October 8 was a very bad day. I went out to feed and do horse chores. Serts and Sasha came up immediately. Tanna did not. Short story, he had laid open his right front knee. You can read my previous blog post for more info on that. That post ended with surgery in late December.

Tanna was on stall rest for many weeks after surgery. During the week or two after the surgery, we had his EPM titer levels checked and went ahead and treated him with Protazil. Tanna seemed to get better, but still not as good as we'd like. So 2 months later, we treated him with Marquis, with no discernible improvement.

By this time, Tanna was out of his cast. His knee was healing beautifully, with each weekly vet visit revealing new progress. After the major setback in December, there were no more issues with his knee. We took it very slow and it was 13 or 14 weeks after surgery before he was finally allowed to go around without a bandage.

The knee healed. PT began. 3-4 times a week, I would take Tanna through exercises to help build up his rear end and his knee. He was also allowed more and more space until he was out on 2 acres of pasture for several hours a day. The EPM damage made him fairly unstable in his hindquarters, so we were hoping that PT would retrain his nervous system and his muscles. The PT was a good thing, if time-consuming and frustrating for both Tanna and me. Tanna got stronger. But the kicker was: he wasn't getting better.

That was the most frustrating for me. The time and effort would have been worth it, but I saw no benefit besides strength. Tanna still couldn't hold his right hind leg off the ground long enough to be properly trimmed or even pick out his hoof. He still couldn't stand still, constantly stepping out to the side to catch himself when his hindquarters would lean to the right until it was step out or fall. He still couldn't walk or trot straight. There was just no improvement to the neurological symptoms.

So finally, I took Tanna back to the vet. We decided to do a spinal tap. That test came back negative. Tanna did not have an active EPM outbreak.

So. I'm left with Tanna. As he is. For now. Maybe I could take him to a vet school and have them poke and prod and test and run up even more vet bills. Maybe, just maybe, I could get him better. But probably not. Most likely not. Almost assuredly not.

Serts (28, left) and Tanna (23) out on pasture.

So I've retired my heart horse. To live out the rest of his days on pasture. With his best friend of the last 16 years. I will watch him, take care of him, love him.
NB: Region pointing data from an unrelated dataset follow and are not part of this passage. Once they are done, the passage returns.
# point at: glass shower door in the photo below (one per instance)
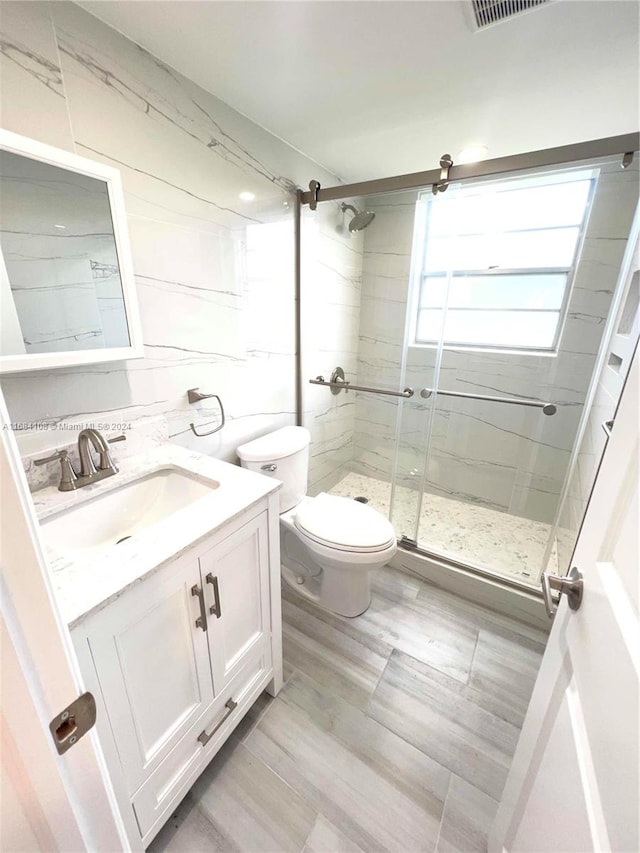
(511, 283)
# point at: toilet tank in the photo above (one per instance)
(288, 450)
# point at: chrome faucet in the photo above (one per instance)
(88, 471)
(69, 480)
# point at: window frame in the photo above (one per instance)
(421, 237)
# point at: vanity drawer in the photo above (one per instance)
(167, 785)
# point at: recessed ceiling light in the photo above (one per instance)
(472, 154)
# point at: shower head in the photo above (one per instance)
(360, 220)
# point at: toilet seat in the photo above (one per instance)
(343, 524)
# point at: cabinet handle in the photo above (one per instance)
(215, 609)
(203, 737)
(201, 621)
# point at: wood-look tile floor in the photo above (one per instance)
(394, 731)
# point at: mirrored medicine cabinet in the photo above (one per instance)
(67, 291)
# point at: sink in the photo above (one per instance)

And treasure every last day I have with him until the time comes to let him go.

Because I'm a data junky. Here are Tanna's stats.

14 seasons starting in 2003
2665 endurance miles
285 limited distance miles
60 completions (90% completion rate)
2 100-mile completions (1 pull)
Countless training miles and hours

While I didn't get a completion for Tanna's last endurance ride, Tanna doesn't know that and he had a blast at his last competition. He gave his all at the first ride, the last and all the ones in between. What a horse.

1 comment:

SabR said...

What a great run you two had, and this won't be the end of your story for sure. I admire your spirit and hope my partner and I can have as successful a partnership as you and your Tanna!